Do you still remember the AI mind-reading skills from before? Recently, the ability to "make all your wishes come true" has evolved again.
-Humans can directly control robots through their own thoughts!
MIT researchers released the Ddog project. They independently developed a brain-computer interface (BCI) device to control Boston Dynamics' robot dog Spot.
Dogs can move to specific areas, help people get things, or take photos according to human thoughts.
Compared with the previous need to use a headgear with many sensors to "read the mind", this time the brain-computer interface device is presented in the form of wireless glasses (AttentivU).

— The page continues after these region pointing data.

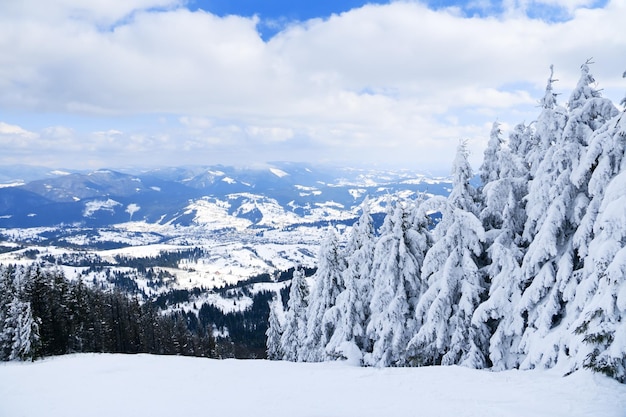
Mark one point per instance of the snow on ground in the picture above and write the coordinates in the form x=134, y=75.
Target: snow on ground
x=144, y=385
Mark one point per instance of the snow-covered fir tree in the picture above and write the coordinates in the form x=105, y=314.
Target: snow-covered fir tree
x=503, y=217
x=352, y=305
x=455, y=284
x=601, y=294
x=547, y=129
x=275, y=329
x=551, y=259
x=398, y=258
x=602, y=324
x=327, y=285
x=19, y=331
x=295, y=325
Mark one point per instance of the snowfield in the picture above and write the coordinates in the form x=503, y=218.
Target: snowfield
x=144, y=385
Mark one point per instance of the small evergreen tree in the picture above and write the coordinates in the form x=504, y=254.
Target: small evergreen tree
x=294, y=331
x=352, y=305
x=274, y=330
x=455, y=284
x=328, y=284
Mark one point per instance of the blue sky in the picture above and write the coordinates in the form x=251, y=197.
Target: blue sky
x=120, y=83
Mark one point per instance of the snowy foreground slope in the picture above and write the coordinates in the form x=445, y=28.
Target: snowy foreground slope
x=144, y=385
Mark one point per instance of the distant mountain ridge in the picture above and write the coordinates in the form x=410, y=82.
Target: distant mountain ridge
x=272, y=196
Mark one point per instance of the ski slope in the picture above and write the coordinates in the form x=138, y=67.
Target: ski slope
x=100, y=385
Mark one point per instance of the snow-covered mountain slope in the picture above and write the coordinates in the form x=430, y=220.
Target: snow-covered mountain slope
x=144, y=385
x=272, y=196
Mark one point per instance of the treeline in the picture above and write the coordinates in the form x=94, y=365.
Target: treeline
x=42, y=314
x=526, y=271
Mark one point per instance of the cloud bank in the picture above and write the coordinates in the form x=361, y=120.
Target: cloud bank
x=149, y=82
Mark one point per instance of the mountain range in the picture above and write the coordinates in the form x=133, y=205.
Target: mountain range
x=275, y=195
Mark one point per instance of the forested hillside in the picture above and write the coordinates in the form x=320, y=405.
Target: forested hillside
x=526, y=271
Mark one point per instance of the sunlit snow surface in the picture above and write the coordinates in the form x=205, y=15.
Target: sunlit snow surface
x=143, y=385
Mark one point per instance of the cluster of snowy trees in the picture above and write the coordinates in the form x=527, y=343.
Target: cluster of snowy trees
x=528, y=270
x=42, y=313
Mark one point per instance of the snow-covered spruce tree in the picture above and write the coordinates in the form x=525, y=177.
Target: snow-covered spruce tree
x=455, y=284
x=20, y=331
x=328, y=284
x=600, y=336
x=556, y=207
x=7, y=294
x=275, y=329
x=398, y=257
x=547, y=128
x=352, y=305
x=490, y=169
x=602, y=324
x=294, y=330
x=503, y=218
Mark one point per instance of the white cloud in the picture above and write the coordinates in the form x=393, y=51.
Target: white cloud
x=378, y=82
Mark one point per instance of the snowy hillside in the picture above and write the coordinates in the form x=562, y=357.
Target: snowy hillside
x=144, y=385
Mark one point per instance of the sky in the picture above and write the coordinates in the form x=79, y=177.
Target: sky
x=149, y=83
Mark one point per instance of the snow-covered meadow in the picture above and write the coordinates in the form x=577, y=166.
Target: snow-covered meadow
x=144, y=385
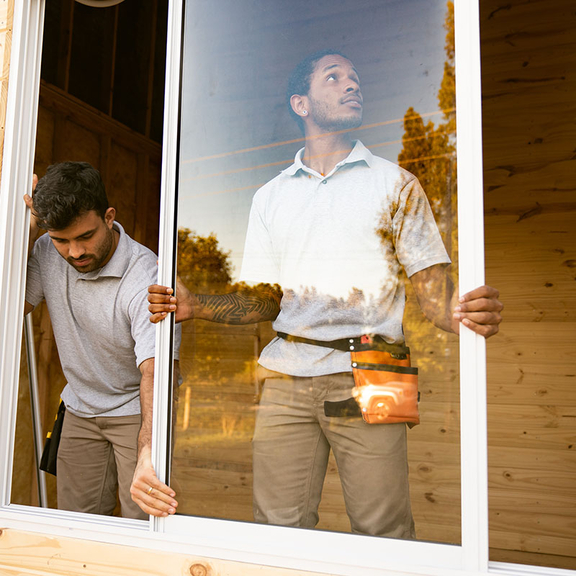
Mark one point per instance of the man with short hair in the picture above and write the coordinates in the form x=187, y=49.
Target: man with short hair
x=334, y=231
x=94, y=279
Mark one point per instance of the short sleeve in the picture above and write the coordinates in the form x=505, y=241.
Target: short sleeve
x=142, y=330
x=417, y=240
x=34, y=290
x=259, y=264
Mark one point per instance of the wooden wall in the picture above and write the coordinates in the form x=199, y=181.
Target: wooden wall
x=529, y=122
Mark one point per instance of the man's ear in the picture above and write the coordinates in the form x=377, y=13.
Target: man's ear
x=109, y=217
x=299, y=105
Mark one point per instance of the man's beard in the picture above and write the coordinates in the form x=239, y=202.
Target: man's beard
x=321, y=117
x=101, y=253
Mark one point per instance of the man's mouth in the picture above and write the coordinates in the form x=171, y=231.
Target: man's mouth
x=82, y=262
x=353, y=101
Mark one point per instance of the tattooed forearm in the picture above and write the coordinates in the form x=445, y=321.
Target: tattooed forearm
x=240, y=307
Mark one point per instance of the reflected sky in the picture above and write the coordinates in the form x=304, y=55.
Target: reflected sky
x=236, y=133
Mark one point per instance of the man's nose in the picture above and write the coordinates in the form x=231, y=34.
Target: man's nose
x=75, y=250
x=353, y=86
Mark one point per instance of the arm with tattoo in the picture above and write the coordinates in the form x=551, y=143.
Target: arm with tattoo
x=245, y=306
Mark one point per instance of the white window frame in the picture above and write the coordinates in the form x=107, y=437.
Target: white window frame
x=220, y=539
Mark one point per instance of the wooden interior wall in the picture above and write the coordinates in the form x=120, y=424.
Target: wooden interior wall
x=529, y=123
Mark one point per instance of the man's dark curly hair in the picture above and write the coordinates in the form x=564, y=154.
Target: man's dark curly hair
x=299, y=81
x=67, y=191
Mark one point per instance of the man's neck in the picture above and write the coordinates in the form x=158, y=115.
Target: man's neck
x=115, y=240
x=323, y=152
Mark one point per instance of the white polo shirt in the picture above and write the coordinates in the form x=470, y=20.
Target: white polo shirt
x=337, y=244
x=101, y=324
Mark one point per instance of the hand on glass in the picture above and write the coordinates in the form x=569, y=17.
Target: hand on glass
x=480, y=310
x=162, y=302
x=152, y=495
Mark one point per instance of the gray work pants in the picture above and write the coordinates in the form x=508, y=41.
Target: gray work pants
x=291, y=445
x=96, y=459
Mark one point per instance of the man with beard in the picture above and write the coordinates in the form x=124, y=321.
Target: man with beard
x=334, y=231
x=94, y=279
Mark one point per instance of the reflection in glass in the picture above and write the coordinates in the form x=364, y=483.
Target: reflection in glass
x=323, y=249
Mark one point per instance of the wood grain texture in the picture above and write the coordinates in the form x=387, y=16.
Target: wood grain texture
x=28, y=554
x=529, y=121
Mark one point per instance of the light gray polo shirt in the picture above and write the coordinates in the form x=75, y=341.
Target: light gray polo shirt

Although the behavior shown in the video is simple, the purpose of this system is to transform Spot into a basic communication tool to help people with diseases such as ALS, cerebral palsy, or spinal cord injury.
All it takes is two iPhones and a pair of glasses to bring practical help and care to desperate people.
And, as we will see in related papers, this system is actually built on very complex engineering.
Paper address: https://doi.org/10.3390/s24010080
Usage of Ddog system AttentivU is a brain-computer interface system with sensors embedded in the frame to measure a person's electroencephalogram (EEG), or brain activity, and electrooculogram, or eye movement.
The foundation for this research is MIT’s Brain Switch, a real-time, closed-loop BCI that allows users to communicate nonverbally and in real time with caregivers.
The Ddog system has an 83.4% success rate and is the first time a wireless, non-visual BCI system has been integrated with Spot in a personal assistant use case.
In the video, we can see the evolution of brain interface devices and some of the thoughts of developers.
Prior to this, the research team has completed the interaction between the brain-computer interface and the smart home, and now has completed the control of a robot that can move and operate.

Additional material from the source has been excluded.